Le revenu fiscal de référence commande la suite : pour « rénovation d'ampleur copropriété à Talcy », un ménage très modeste mobilise jusqu'à 32 000 €, un ménage modeste 24 000 €, un ménage intermédiaire 18 000 € et un ménage aux revenus supérieurs 4 000 € sur l'assiette de 40 000 € HT. À deux classes gagnées, l'assiette redescend à 30 000 € HT et les montants suivent dans la même proportion.
Les données publiques dessinent un gisement précis : 299 diagnostics publiés pour 1 000 résidences principales, un bassin de travaux structuré autour de CC Beauce Val de Loire, environ 97 logements occupés par leur propriétaire. Ce volume ne préjuge d'aucune éligibilité individuelle : il indique seulement où se concentrent, à Talcy, les situations où le scénario décrit sur cette page a le plus de chances d'être pertinent.

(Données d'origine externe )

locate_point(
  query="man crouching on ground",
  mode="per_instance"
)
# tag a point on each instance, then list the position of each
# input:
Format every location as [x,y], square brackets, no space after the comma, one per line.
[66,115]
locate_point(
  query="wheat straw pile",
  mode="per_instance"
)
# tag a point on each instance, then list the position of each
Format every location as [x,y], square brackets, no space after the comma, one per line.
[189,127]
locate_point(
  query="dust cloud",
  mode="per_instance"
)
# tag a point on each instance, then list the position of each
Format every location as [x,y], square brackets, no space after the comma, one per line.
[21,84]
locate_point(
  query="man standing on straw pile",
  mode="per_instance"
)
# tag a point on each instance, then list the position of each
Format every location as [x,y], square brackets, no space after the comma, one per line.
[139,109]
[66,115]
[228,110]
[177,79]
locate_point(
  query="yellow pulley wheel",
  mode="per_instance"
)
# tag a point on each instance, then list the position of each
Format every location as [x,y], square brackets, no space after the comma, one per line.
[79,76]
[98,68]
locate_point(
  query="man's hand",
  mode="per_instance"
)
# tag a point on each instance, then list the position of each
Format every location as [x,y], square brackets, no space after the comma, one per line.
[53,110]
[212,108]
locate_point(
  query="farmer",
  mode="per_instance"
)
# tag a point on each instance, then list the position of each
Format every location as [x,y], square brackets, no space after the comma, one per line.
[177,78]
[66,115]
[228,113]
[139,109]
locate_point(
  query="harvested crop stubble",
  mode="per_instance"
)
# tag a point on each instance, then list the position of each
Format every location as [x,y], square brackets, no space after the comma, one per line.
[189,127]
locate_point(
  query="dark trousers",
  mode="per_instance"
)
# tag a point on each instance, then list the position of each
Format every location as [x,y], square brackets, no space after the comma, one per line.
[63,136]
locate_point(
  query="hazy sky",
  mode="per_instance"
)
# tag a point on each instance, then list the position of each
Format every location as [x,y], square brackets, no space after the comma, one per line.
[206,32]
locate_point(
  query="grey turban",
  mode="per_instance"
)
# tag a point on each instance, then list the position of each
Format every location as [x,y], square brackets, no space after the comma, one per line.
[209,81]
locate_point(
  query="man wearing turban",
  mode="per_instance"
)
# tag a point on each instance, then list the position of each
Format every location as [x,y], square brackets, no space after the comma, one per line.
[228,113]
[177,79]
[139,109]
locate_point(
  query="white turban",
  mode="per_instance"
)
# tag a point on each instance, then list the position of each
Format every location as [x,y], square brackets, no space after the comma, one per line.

Qui décide, et donc qui finance : 83 % de propriétaires occupants à Talcy, soit environ 97 logements. Pour un programme voté en assemblée générale, cela signifie autant de dossiers décidables sans mandat de gestion, le solde relevant du parc locatif et donc d'un montage bailleur distinct.
Le climat entre dans le calcul réglementaire : la zone H1b applicable à Talcy correspond à une base de 250 kWh/m²/an. Plus cette base est élevée, plus un programme voté en assemblée générale rentabilise vite son surcoût, à performance identique.
Une moyenne de 2.38 personne(s) par logement à Talcy : ce chiffre paraît anodin, il commande pourtant le débit de ventilation, le volume d'eau chaude et donc la cohérence de un programme voté en assemblée générale avec le reste du bouquet.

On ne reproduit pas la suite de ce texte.